Despite the significant fall in the inflation rate, which is now within the government’s target range, the Bank of Canada has shown no signs of flexibility. Statistics Canada recently revealed that inflation had fallen remarkably to 2.8% in June, down significantly from 8.1% last summer.

Good news, but the Bank of Canada remains vigilant

This rate, which falls within the range of 1-3% set by the Bank of Canada, was welcomed by Chrystia Freeland, federal Minister of Finance, who was delighted to see the lowest inflation rate among G7 countries. Nevertheless, the Bank of Canada remains determined to fight inflation. It is likely to continue raising its key rate rather than lowering it in the short term.

Why is the Bank of Canada insisting on raising its key rate?

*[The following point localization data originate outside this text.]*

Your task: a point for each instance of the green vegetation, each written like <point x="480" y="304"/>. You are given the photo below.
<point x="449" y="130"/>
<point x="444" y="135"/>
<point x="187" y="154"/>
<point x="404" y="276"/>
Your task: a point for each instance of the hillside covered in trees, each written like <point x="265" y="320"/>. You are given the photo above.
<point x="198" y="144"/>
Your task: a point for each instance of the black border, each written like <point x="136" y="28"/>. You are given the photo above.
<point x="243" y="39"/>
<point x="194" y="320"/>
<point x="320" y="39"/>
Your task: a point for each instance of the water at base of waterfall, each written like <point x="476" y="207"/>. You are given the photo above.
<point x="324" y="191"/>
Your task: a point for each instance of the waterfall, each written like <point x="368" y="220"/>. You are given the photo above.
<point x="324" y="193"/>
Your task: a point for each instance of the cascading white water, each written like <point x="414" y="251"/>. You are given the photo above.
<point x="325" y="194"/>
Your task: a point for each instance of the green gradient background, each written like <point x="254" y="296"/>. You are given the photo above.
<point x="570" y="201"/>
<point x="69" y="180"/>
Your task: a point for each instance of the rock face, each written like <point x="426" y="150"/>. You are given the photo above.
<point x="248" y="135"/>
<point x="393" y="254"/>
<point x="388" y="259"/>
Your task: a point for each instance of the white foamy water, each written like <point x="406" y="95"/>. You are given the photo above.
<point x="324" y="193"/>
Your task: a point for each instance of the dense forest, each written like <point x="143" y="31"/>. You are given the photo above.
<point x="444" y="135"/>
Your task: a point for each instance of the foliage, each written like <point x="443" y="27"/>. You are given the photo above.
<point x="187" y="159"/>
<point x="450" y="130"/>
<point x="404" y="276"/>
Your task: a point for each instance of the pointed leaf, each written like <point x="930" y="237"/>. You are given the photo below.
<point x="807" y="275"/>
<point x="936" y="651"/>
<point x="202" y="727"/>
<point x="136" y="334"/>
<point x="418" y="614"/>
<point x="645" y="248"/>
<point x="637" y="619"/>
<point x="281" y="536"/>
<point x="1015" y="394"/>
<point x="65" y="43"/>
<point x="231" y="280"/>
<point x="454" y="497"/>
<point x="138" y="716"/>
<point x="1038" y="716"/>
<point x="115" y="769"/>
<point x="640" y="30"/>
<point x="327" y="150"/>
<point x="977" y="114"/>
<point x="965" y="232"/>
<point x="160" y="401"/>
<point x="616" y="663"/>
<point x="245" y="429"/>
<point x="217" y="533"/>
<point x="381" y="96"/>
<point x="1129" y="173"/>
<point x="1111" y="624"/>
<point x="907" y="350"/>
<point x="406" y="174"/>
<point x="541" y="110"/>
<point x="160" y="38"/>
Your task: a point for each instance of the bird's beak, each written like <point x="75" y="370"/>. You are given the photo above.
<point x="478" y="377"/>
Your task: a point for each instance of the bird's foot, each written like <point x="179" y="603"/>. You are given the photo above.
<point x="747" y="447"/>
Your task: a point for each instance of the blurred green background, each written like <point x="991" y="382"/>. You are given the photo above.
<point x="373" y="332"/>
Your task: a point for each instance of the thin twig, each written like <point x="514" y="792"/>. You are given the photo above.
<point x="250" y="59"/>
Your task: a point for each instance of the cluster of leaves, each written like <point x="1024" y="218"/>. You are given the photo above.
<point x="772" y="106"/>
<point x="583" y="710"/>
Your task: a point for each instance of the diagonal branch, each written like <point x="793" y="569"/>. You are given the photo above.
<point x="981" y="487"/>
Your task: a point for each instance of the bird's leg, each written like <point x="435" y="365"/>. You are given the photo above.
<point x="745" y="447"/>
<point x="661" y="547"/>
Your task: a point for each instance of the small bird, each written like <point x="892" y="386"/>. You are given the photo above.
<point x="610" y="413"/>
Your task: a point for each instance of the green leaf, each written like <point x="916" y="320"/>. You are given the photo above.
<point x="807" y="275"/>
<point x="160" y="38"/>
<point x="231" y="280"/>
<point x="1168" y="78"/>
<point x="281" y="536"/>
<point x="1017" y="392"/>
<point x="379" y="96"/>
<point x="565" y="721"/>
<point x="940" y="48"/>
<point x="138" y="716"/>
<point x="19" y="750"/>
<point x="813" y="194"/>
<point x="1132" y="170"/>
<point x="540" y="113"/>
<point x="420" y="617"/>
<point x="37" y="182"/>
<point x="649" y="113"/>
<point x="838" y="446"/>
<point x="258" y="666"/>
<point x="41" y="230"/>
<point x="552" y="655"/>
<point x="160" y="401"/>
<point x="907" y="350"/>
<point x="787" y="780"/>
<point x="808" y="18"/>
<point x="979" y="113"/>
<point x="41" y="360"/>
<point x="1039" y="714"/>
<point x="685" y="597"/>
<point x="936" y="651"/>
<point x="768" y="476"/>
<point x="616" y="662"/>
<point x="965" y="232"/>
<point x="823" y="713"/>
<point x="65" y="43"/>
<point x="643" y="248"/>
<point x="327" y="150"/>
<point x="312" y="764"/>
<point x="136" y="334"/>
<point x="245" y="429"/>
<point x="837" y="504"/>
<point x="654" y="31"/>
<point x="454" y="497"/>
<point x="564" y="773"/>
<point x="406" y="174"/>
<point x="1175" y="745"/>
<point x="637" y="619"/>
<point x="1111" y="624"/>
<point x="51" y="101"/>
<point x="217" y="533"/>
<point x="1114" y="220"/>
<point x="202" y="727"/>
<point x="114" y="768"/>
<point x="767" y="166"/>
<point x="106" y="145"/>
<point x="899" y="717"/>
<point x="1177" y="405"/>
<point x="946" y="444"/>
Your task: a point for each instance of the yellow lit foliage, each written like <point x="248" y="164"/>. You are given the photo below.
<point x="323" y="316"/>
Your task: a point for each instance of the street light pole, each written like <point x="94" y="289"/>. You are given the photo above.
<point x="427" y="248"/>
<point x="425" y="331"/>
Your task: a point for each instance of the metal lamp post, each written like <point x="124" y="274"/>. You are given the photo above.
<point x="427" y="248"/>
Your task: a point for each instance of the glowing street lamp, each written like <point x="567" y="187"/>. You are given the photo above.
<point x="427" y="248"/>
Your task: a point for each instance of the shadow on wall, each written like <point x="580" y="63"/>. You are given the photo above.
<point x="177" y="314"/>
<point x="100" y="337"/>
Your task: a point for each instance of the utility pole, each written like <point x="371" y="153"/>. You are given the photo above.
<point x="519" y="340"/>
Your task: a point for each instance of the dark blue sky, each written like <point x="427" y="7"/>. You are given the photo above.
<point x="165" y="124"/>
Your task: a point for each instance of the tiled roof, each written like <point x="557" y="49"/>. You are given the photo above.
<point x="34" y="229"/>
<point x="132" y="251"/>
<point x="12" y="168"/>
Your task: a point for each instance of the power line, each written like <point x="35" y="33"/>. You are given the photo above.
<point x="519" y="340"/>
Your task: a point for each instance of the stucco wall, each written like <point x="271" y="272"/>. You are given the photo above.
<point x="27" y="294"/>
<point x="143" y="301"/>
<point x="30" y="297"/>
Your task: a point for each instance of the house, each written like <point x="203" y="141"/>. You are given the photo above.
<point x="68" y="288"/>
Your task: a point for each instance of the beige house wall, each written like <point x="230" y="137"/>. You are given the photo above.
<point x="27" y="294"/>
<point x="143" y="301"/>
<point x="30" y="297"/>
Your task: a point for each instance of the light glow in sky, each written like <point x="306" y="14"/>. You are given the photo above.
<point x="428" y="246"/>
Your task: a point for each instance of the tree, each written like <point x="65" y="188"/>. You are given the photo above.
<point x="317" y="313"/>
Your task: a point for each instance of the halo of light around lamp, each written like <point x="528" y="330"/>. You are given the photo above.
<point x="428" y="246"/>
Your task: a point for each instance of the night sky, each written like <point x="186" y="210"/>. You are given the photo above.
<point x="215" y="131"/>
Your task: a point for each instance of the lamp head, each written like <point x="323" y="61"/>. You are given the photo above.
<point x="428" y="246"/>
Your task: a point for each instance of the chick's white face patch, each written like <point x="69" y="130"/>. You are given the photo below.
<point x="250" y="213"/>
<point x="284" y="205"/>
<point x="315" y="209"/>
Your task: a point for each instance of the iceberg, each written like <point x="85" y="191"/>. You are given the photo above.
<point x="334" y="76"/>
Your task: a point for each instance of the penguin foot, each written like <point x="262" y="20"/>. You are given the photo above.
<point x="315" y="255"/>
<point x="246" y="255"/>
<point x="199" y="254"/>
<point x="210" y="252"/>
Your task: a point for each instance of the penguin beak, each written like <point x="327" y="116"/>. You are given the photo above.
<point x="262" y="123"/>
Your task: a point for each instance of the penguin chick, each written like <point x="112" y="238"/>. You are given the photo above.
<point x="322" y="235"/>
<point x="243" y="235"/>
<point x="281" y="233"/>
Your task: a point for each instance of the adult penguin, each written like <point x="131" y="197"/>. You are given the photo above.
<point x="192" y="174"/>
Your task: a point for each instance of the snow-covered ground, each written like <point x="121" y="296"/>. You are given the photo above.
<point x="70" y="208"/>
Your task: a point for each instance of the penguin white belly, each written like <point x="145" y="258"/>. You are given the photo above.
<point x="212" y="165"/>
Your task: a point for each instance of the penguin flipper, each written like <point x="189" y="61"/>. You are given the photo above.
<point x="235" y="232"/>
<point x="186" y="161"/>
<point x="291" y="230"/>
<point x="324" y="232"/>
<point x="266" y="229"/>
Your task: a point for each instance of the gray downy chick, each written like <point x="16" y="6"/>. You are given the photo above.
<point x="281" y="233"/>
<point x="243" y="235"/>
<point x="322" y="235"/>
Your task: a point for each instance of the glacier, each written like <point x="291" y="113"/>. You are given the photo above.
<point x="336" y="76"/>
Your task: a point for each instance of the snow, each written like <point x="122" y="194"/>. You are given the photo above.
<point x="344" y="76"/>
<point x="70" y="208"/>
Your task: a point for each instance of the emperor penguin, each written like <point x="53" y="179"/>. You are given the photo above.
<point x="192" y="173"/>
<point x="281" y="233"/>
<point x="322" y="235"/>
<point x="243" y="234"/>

Earlier this month, the bank raised its key rate to 5%, an increase of 0.25 percentage points, at a time when data showed an annual inflation rate of 3.4% in May. Bank of Canada Governor Tiff Macklem said at the time that the central bank was prepared to raise the rate further if new data suggested that it needed to do more.

The impact of monetary policy on inflation

Faced with this situation, the Bank of Canada’s strategy may seem unusual: why persist in raising the key rate when inflation has fallen significantly?

Understanding Bank of Canada policy

Economists are familiar with monetary policy lags. Indeed, it can take one to two years for an increase in the policy rate to have a fully perceptible effect on the economy. Despite this, the Bank of Canada remains adamant in its policy: it is aiming for an inflation rate of 2%, which is the mid-point of its 1-3% target range. No more, no less.

Future inflation: Bank of Canada projections

New projections from the Bank of Canada suggest that the gains made in the fight against inflation over the past year will slow. It predicts that inflation will remain around 3% over the next year, gradually returning to the 2% target by mid-2025.

Future challenges in inflation control

Reaching this target could take six months longer than originally planned. Private sector economists expect the return to 2% inflation to be a difficult challenge. The process may even suffer a few setbacks.

Core inflation and prices of everyday items

Some indicators continue to give cause for concern, such as core inflation, which provides a better indication of price pressures. Lower gasoline prices have made a significant contribution to slowing inflation, but the price of other everyday items continues to rise.

The Bank of Canada and inflation and recession

Ultimately, according to Benjamin Tal, CIBC’s Deputy Chief Economist, the Bank of Canada is an institution more concerned with high inflation than with the risk of recession. Mr. Tal believes that this tendency led the Bank of Canada to take excessive measures in June. However, he stresses that the Bank will have to back down at some point, especially in the face of growing signs of an economic slowdown.